Feb 04, 2010
12 Steps to Direct Mail Success – Step 5: Write Good Copy
We’ve all heard the adage that “content is king.” It’s true. Whatever type of mailer you choose, writing good copy is your first step to creating an emotional connection with your customer or prospect – an emotional connection that is essential if your prospects are going to buy what you’re selling.
The “copy,” or text, of your mailer is how you explain to your customers or prospects 1) what you are offering; 2) the benefits of what you’re offering; and 3) how to get what you’re offering. As advertising great Leo Burnett said, “Say to people, ‘Here’s what we’ve got. Here’s what it will do for you. Here’s how to get it.’”
3 Rules of Good Copy
1. Speak to your mail recipients.
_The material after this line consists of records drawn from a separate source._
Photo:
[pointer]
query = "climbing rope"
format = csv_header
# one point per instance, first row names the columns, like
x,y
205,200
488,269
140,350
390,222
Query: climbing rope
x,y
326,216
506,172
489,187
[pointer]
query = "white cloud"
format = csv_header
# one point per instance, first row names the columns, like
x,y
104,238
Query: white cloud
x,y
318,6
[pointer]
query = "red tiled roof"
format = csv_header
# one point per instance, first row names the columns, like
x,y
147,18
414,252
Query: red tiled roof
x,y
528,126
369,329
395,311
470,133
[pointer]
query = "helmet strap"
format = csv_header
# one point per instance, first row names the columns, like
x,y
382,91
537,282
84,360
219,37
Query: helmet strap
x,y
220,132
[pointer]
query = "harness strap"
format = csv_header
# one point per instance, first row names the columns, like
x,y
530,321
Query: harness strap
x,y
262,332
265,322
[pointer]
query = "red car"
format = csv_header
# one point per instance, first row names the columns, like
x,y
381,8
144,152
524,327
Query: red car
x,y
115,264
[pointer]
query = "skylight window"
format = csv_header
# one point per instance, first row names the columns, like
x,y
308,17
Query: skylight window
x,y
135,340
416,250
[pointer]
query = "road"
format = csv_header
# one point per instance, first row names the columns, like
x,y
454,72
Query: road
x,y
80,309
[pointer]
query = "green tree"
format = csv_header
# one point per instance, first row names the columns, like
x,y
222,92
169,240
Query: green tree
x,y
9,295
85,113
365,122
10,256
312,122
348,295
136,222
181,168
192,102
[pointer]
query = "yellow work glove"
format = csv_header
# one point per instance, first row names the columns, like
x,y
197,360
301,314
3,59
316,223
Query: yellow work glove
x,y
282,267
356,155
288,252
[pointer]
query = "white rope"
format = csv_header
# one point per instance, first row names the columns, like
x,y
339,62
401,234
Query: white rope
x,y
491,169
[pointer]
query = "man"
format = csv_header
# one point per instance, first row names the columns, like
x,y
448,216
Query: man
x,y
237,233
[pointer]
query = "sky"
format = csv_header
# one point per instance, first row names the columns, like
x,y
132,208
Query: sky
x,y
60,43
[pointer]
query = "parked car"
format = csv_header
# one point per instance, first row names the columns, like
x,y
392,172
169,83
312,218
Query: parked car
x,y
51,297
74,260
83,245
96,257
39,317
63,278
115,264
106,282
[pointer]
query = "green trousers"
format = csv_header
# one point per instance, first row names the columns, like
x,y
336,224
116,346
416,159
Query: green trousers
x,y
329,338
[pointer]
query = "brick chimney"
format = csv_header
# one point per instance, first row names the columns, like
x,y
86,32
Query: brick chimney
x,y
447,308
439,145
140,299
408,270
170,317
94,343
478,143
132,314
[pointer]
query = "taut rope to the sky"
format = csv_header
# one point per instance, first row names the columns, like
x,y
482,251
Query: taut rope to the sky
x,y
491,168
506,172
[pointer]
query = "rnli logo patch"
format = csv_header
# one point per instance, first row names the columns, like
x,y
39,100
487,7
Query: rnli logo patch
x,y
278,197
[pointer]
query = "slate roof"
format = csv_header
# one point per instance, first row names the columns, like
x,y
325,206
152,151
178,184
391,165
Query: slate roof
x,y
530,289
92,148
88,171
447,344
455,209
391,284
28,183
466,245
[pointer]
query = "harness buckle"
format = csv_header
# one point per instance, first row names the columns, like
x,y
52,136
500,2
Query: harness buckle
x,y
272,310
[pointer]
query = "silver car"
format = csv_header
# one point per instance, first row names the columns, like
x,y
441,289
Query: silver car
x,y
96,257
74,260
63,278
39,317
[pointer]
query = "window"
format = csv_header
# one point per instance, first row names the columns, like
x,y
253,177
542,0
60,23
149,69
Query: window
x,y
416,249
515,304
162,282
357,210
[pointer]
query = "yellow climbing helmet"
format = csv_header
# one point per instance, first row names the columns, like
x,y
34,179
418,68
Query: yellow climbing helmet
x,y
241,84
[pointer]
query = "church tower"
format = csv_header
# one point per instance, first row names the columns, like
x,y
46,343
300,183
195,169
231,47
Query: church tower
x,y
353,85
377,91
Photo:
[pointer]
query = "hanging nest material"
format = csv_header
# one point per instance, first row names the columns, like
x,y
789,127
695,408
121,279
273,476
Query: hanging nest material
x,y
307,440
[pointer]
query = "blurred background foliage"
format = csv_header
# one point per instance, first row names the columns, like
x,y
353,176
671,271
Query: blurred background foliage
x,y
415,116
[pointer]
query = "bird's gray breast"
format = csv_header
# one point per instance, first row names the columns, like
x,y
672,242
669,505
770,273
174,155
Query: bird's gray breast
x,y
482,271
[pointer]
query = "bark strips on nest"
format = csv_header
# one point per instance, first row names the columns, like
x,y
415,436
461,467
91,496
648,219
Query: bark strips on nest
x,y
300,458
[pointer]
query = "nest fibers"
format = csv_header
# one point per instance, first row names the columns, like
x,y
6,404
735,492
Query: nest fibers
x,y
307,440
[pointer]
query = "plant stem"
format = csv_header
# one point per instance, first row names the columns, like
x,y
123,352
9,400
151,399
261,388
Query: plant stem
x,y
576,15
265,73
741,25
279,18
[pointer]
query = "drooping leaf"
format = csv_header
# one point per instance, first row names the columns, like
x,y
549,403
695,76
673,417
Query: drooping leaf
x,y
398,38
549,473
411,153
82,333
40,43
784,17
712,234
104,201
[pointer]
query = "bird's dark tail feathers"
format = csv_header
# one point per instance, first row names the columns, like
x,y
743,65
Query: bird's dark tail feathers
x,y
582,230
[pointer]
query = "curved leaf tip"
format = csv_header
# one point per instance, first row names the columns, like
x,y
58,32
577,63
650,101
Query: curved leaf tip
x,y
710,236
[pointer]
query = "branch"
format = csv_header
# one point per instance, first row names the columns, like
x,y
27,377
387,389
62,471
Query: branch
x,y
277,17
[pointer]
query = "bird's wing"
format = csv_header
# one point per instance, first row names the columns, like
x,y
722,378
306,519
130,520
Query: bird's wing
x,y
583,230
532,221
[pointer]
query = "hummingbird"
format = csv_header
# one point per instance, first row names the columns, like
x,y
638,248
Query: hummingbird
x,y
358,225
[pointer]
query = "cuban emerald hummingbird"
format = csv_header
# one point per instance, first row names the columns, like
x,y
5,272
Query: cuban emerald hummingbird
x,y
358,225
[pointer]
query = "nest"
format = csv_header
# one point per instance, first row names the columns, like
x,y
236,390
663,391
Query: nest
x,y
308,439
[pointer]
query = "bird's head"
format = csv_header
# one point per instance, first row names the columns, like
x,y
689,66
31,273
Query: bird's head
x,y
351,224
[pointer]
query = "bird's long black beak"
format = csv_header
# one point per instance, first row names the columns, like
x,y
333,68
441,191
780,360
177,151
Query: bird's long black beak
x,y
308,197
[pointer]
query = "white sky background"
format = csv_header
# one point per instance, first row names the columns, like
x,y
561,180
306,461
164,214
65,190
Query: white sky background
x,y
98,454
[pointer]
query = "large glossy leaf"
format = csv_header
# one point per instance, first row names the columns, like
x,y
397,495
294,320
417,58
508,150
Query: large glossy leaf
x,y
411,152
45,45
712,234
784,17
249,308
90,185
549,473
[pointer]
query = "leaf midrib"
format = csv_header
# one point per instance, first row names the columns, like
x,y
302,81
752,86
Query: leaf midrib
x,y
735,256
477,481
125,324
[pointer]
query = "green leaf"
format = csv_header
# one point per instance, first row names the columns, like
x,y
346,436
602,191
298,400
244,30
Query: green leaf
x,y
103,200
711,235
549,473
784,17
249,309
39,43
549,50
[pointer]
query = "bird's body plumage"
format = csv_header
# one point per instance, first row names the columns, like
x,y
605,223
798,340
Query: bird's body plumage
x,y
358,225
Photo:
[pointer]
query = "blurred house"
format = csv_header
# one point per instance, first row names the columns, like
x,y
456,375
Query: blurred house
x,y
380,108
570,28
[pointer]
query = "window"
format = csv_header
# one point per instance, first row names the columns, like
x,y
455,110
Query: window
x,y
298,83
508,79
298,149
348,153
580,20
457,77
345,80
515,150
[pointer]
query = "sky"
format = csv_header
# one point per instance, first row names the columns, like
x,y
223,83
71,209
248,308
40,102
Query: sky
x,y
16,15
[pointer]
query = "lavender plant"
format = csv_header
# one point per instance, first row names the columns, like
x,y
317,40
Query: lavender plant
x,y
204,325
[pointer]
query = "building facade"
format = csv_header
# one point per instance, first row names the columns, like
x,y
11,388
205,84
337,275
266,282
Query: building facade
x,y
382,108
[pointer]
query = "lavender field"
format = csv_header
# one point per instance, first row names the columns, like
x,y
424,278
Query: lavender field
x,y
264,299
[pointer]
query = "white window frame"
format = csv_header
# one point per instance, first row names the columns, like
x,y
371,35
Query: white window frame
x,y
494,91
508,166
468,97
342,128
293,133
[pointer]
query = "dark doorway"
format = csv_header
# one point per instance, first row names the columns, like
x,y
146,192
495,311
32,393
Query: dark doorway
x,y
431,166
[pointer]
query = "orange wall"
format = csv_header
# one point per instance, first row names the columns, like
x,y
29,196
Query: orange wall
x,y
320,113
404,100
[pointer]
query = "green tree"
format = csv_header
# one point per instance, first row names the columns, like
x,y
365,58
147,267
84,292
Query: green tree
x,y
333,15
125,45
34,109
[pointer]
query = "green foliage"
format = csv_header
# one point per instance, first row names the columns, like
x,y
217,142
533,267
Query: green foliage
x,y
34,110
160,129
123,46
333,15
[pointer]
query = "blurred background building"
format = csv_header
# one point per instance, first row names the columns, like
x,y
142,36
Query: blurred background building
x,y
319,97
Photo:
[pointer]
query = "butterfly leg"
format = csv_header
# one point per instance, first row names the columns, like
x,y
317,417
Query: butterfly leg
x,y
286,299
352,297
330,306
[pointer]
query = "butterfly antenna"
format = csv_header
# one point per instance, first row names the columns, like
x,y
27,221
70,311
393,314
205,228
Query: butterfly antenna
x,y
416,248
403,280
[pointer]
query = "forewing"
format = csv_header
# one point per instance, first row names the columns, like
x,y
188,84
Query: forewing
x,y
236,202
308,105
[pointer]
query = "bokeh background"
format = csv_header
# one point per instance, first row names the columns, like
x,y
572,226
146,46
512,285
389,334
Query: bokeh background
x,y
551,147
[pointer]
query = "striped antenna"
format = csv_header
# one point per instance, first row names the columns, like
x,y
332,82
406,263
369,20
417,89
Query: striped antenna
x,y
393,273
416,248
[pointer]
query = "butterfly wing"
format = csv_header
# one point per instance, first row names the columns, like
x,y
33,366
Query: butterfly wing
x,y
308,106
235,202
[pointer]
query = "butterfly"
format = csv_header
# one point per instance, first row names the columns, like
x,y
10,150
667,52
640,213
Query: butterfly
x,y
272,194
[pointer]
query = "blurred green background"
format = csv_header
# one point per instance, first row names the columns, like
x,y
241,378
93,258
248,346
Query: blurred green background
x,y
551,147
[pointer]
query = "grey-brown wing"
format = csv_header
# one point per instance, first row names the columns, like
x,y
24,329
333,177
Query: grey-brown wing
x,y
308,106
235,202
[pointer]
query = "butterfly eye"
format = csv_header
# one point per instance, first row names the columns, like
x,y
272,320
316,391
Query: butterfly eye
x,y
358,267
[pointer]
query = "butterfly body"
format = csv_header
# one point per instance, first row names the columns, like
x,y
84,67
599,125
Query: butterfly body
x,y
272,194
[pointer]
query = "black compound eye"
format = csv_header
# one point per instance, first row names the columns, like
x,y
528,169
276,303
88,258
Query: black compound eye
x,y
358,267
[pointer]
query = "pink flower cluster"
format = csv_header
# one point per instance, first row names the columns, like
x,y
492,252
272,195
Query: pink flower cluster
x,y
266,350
Marketing great David Ogilvy famously quipped, “I don’t know the rules of grammar. . . If you’re trying to persuade people to do something, or buy something, it seems to me you should use their language, the language they use every day, the language in which they think.” Good copywriters typically don’t fuss over sentence structure or punctuation. They do fuss over whether their copy resonates with the people reading it.
After you’ve written the first draft of your mailer copy, read it out loud. Think about how it will sound when your recipient opens the mailer and reads it. Even better, find someone who fits the profile of your target customer or prospect and ask them for their opinion. Do they feel like the copy speaks to them? Does it sound like something they would say?
2. Imagine your recipients asking, “What’s in it for me?” It’s an incredibly common, and incredibly dangerous mistake that many marketers make: talking about all of the wonderful features of their product or service and ignoring how those features are relevant to the customer or prospect. Remember, your prospects don’t care what your product or service can do; they care what it can do for them.
To ensure that you’re always speaking the language of “benefits” rather than “features” think about how your product or service helps your prospects solve their problems or achieve their dreams, then write to that. If you are an accountant, for example, instead of advertising free e-file services, talk about how you make filing taxes easy with free electronic filing.
3. Keep it brief, but not too brief. Clearly, the length of your copy will depend on the type of mailer you chose (Step 4: Choose Your Mailer). But even if you chose a mailer format that allows for more copy (say, a letter or a flyer), be succinct. Most of us see, read, or hear about 3,000 marketing messages every day, so we’ve grown accustomed to tuning them out. Your copy should grab readers’ attention then get to the point quickly.
That said, you want to write enough to adequately explain the benefits your product or service offers – at least to entice the reader to visit your store, pick up the phone, or click on to your website for more information. If your copy is on the long side, break it up into chunks with sub-headlines that make it easy for readers to scan and get the gist of your message (then, they can read between the sub-heads for more detail). Use formatting – underlining, italics, and bolding – to draw readers’ attention to certain parts of your copy.